In the worldview proposed by Petro Bevza, the artist is seen as an explorer of the constellations of space and matter. The canvas and paints of the artist convey a right gradation of different dimensions of Existence: from the microcosm to the macrocosm, from the sacred to the profane.  By denouncing art as an illusory understanding of the world, the master discovers its reality as a way of learning. Thus the structure of this monograph first and foremost shows the essential morphology of the artist's creative world, to which the chronological order of the cycles and their seminal technical characteristics.

Petro Bevza's wide spectrum of creative thinking is always fresh and precise. He is capable of this kind of thinking because of the flexibility of his creative nature and honesty with himself. As if checking himself, the artist consecutively changes the directions of cognition for human existence and the surrounding world. The four chapters of the monograph (“Landscapes,” “Reality of the Woman,” “Sophic Symbols of Being,” “Spaces of Gravity”) are representations of the four main aspects of the artist's creative nature: lyrical, analytical, tactile, and synthetic (“extrasensory”).

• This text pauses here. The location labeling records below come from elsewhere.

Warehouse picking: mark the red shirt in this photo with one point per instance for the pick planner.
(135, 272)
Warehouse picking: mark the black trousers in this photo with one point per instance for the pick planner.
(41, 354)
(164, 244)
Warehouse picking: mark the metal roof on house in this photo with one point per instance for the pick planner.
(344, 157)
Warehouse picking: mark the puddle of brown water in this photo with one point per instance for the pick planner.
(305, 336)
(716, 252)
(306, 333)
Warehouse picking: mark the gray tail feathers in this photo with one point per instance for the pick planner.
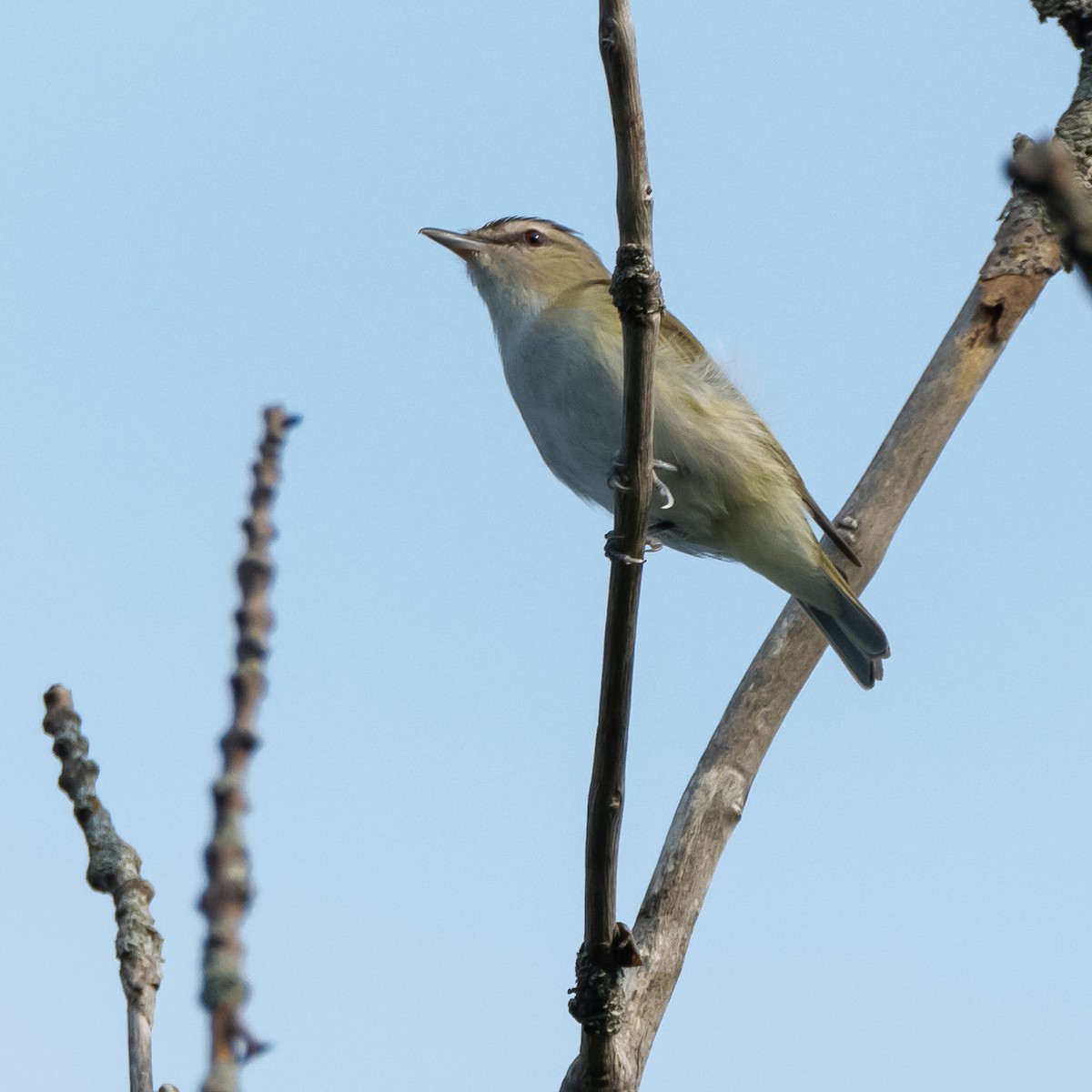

The journey through the creative world of Petro Bevza naturally starts with the “Landscapes” chapter. For the artist, the landscape is a certain system of coordinates, a measure of any following creative experience. The formation of a landscape, even a speculative one, for an artist is to be partial to the creation of the world. A sophisticated intuition for tectonics becomes the internal energetic carcass of the cycles “Way,” “Tracks,” “Theodosics,” “Elegies,” and gives them a refined flexibility and richness of texture. Without the sensitive white strings of the tactile nerve these works would have been ordinary landscape stylizations, and would have repelled by their arrogance without their coloristic and emotional background, which is reasonably ancillary to the current of figurability.

A current colored with lyricism dominates in the “Reality of the Woman” chapter, which unites such cycles as the “Palimpsests of Existence,” the “Reality of the Woman,” and the Parisian cycle. Here the different variations of female figure contours open themselves like an antique vase, like the smelting crucible of emotional and coloristic compounds. The artist wants to see the pure substance of femininity. The woman's nature is seen as the reality and subjectivity of life itself.

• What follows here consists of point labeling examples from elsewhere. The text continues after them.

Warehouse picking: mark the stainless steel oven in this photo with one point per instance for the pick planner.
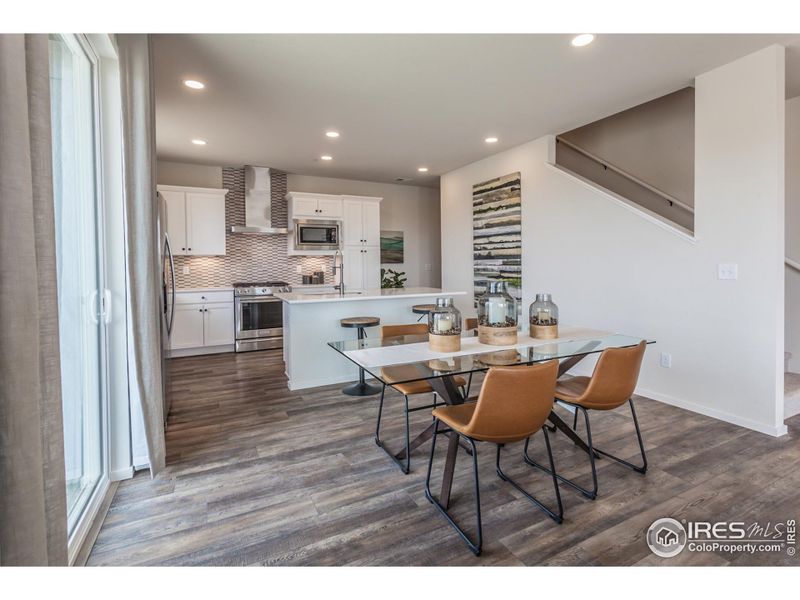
(316, 235)
(258, 316)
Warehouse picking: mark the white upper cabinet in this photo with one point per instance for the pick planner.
(371, 223)
(195, 220)
(176, 220)
(314, 206)
(362, 220)
(361, 226)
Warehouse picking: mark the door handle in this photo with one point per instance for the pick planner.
(92, 307)
(106, 312)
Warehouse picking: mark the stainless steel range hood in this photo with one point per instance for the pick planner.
(257, 203)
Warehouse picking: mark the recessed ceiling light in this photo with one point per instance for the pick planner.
(583, 39)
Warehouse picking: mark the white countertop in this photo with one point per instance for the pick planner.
(381, 294)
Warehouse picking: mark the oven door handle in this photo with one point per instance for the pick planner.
(256, 299)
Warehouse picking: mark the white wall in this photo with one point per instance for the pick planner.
(610, 268)
(792, 323)
(411, 209)
(174, 173)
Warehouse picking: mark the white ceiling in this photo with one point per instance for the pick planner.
(404, 101)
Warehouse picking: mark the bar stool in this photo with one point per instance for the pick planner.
(514, 404)
(422, 310)
(361, 388)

The chapter “Sophic Symbols of Being” makes visible and clear cut the inhomogeneity of space, which has been expounded upon at the verbal level by philosophers, physicists, and culturologists.  In this context, a powerful analytical core equalizes the lyrical outbreaks without which the creative process is impossible, and creates harmony in the semantic sphere, most completely seen in the cycles “Gates of Heaven,” “Wind of Hell,” “Signs,” “White Shadow,” “Communicational Corridor.” These works develop the idea that the wisdom is immanently present in life, even in its everyday hypostasis.

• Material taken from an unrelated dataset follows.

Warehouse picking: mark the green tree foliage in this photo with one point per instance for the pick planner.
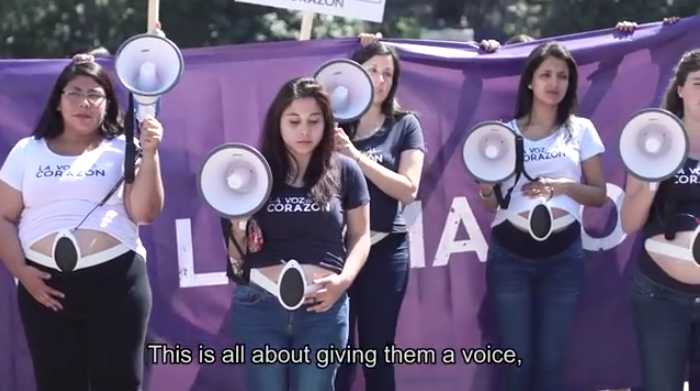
(59, 28)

Intuition helps to light the twilight of the Unknown. Its main instrument – the “extrasensory” nerve scans all of the irregularities of space, and descry the invisible strings of gravity that are taught through it. This is in the “Iris,” “Foot of Fate,” “Pepelatz,” and “Islands” cycles, which are written up in the “Spaces of Gravity” chapters.

This rubrication is relative in a way, but by marking certain cases of creative energies, one can fully appreciate the polyphony of images, moods, and ideas of the artists that are truly tightly interwoven, and unfold themselves around several currents of sense that go through his every work and are most important to the artistL “Way,” “Meeting with the Other,” “The Ley Lines of Space.”

The importance of the artists who again and again avoid the Procrustean bed of “issues of the day” lies in the fact that, while they work in widening the human existence, they bring something valuable to the social context – something without which it would be endangered by an entropy of thoughts, a heat death of indifference. Petro Bevza fills our space-time, stuffy with absurdity, with a ocean breeze-like cutting breath of the Otherbeing and the nerve of understanding it.